On an aircraft, the rudder is called a "control surface" along with the rudder-like elevator (attached to horizontal tail structure) and ailerons (attached to the wings) that control pitch and roll. The rudder is usually attached to the fin (or vertical stabilizer) which allows the pilot to control yaw in the horizontal axis, ie change the horizontal direction in which the nose is pointing. The rudder's direction is manipulated with the movement of foot pedals by the pilot.

In practice, both aileron and rudder control input are used together to turn an aircraft, the ailerons imparting roll, the rudder imparting yaw, and also compensating for a phenomenon called adverse yaw. Adverse yaw is readily seen if the ailerons alone are used for a turn. The downward moving aileron acts like a flap, generating more lift for one wing, and therefore more drag. Initially, this drag yaws the aircraft in the direction opposite to the desired course. A rudder alone will turn a conventional fixed wing aircraft, but much more slowly than if ailerons are also used in conjunction.

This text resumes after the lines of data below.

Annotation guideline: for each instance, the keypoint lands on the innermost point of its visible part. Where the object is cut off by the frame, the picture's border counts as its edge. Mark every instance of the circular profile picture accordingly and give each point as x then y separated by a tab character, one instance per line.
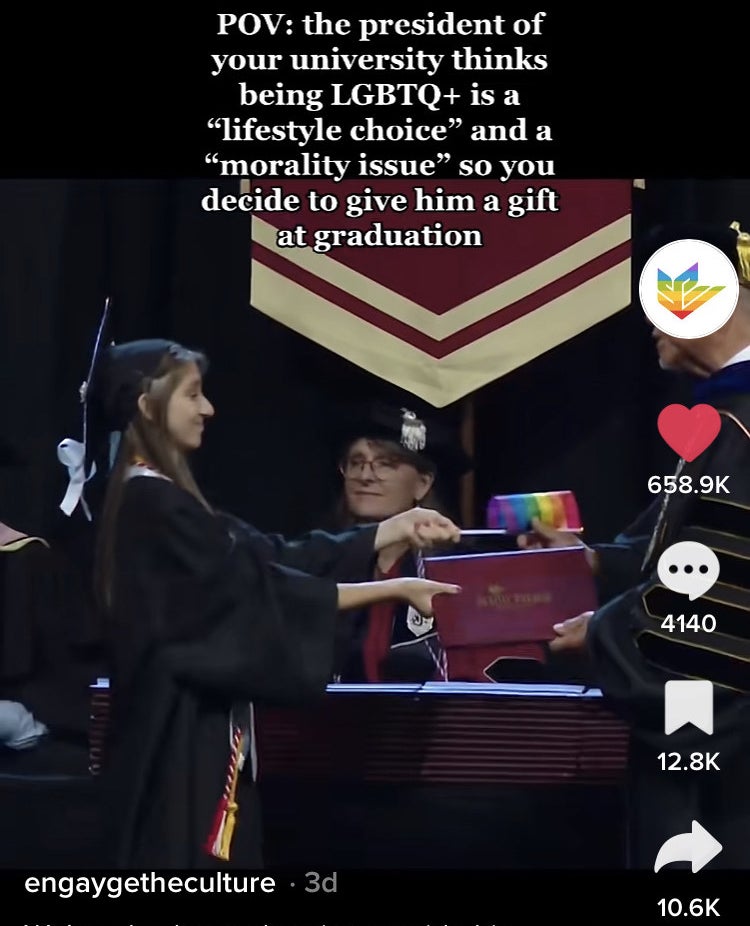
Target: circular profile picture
689	289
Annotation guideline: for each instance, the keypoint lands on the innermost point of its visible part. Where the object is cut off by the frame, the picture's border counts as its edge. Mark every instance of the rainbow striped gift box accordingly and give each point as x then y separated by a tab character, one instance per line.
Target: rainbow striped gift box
514	513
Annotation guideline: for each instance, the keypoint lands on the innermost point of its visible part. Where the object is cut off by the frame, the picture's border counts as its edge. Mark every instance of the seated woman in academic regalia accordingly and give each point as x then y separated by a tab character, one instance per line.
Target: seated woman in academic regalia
207	617
390	459
46	662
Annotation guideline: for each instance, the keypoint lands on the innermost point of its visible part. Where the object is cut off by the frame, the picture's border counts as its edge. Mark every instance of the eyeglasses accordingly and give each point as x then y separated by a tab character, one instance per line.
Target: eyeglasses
381	467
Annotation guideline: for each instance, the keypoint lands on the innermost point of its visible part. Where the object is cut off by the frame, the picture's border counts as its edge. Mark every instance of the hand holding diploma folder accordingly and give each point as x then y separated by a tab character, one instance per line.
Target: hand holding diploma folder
511	599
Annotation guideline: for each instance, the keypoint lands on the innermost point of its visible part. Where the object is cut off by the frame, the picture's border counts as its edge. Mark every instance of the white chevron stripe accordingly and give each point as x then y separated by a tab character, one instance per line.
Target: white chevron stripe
440	382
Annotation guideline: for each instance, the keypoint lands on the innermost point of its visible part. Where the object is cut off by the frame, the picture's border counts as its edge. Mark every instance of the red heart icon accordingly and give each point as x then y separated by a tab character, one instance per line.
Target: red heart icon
688	431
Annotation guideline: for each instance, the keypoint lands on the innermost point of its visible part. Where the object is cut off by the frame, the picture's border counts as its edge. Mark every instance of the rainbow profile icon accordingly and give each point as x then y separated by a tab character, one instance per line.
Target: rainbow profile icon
682	295
689	289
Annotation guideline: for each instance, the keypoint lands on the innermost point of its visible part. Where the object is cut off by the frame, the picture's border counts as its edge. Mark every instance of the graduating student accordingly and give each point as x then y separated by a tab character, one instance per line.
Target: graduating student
206	616
390	460
634	649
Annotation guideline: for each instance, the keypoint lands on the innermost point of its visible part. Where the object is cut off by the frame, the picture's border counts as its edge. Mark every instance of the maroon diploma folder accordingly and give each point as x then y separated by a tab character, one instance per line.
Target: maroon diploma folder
508	605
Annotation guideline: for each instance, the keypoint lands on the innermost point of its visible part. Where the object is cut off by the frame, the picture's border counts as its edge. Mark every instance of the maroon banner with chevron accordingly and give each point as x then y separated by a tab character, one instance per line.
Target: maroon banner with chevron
441	322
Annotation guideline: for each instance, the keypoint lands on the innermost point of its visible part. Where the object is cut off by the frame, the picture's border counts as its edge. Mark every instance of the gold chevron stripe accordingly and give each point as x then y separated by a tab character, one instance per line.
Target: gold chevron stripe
440	381
438	327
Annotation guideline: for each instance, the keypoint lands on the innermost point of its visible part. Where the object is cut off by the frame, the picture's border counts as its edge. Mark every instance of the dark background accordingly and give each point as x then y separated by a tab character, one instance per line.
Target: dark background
581	417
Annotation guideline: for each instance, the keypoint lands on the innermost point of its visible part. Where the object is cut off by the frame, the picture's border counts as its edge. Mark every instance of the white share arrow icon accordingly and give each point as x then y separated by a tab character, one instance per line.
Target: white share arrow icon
697	847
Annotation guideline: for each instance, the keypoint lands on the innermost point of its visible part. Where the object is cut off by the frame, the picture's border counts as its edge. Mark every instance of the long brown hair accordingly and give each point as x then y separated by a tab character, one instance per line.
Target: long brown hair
147	439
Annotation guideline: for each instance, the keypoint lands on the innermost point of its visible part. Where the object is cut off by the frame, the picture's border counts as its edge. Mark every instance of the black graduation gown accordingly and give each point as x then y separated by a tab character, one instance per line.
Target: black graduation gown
413	654
621	561
47	658
633	657
207	613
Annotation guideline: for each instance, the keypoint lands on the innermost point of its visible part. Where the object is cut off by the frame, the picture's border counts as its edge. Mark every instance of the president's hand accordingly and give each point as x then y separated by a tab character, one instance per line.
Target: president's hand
571	634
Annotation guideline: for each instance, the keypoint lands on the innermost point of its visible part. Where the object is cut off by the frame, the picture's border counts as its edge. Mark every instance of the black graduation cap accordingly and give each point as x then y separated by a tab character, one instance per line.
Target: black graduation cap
728	239
432	442
109	399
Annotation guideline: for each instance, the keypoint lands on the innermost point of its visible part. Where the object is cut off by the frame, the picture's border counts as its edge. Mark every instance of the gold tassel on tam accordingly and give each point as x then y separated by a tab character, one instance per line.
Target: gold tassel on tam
219	842
743	254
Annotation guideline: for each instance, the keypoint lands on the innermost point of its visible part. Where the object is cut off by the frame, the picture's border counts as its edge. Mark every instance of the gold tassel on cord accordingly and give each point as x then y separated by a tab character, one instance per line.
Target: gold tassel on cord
219	842
743	254
230	819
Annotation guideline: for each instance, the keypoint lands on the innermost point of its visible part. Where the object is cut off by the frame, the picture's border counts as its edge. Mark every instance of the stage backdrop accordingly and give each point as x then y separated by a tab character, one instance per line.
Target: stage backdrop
442	322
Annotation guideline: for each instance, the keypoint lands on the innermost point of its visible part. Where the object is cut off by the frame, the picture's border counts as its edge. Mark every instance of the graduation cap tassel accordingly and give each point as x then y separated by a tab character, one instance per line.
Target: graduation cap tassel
219	842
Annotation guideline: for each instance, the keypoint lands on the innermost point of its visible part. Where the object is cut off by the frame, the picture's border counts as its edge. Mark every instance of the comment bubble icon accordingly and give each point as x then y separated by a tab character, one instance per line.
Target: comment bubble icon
689	568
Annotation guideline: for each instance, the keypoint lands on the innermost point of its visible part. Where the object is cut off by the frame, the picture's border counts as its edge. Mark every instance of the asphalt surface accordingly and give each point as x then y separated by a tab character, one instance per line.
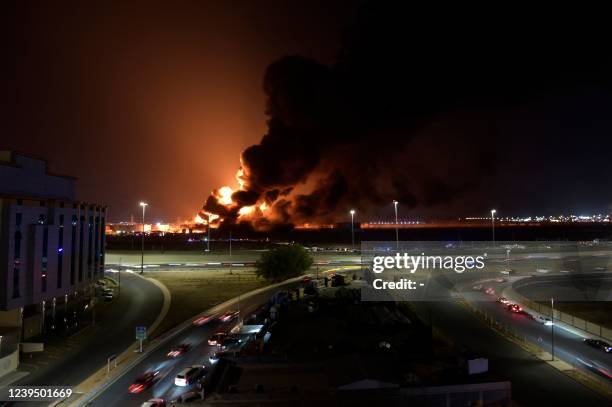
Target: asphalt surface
197	336
533	381
140	303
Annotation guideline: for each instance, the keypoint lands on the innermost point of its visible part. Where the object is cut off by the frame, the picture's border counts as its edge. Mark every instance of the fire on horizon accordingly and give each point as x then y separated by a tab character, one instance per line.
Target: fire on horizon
199	225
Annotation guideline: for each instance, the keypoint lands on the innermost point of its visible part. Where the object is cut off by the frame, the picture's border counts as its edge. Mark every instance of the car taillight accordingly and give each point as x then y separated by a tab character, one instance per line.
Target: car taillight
136	388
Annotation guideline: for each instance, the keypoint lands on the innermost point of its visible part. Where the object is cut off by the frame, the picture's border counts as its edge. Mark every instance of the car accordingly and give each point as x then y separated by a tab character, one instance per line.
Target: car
188	397
214	358
199	321
228	316
515	308
214	340
154	403
178	351
143	381
599	344
228	342
541	319
188	375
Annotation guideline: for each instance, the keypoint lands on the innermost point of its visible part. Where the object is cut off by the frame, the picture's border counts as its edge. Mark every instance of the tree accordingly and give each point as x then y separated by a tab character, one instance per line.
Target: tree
283	262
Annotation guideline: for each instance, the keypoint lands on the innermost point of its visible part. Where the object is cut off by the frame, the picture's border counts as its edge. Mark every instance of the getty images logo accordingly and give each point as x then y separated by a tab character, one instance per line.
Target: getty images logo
410	263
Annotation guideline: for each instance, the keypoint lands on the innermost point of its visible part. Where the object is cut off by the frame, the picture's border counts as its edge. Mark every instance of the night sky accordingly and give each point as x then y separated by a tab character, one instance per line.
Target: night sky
450	114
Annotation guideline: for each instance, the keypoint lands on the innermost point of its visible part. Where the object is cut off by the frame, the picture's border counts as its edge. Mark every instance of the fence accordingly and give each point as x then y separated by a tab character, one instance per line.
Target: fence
580	323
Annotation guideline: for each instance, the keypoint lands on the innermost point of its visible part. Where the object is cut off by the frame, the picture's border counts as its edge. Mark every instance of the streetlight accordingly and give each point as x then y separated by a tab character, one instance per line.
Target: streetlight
552	327
493	212
353	228
208	239
396	226
144	205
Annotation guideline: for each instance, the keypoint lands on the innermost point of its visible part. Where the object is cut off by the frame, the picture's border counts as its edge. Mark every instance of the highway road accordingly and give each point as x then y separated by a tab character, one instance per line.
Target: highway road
509	359
568	342
140	303
116	394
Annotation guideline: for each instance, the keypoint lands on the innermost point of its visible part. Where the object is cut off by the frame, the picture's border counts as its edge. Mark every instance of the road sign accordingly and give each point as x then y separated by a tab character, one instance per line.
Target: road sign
141	332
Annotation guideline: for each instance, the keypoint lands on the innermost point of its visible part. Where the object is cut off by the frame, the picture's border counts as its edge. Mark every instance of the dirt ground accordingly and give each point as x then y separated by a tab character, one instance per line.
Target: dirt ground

Ailerons are the trailing-edge control surface nearest the wing tip (although on some airliners they can also be found at the wing root). On this parked Piper Cherokee the aileron has deflected downwards.

Use of rudder and ailerons together produces co-ordinated turns, in which the longitudinal axis of the aircraft is in line with the arc of the turn, neither slipping (under-ruddered), nor skidding (over-ruddered). Improperly ruddered turns at low speed can precipitate a spin which can be dangerous at low altitudes.

Sometimes pilots may intentionally operate the rudder and ailerons in opposite directions in a maneuver called a forward slip. This may be done to overcome crosswinds and keep the fuselage in line with the runway, or to more rapidly lose altitude by increasing drag, or both.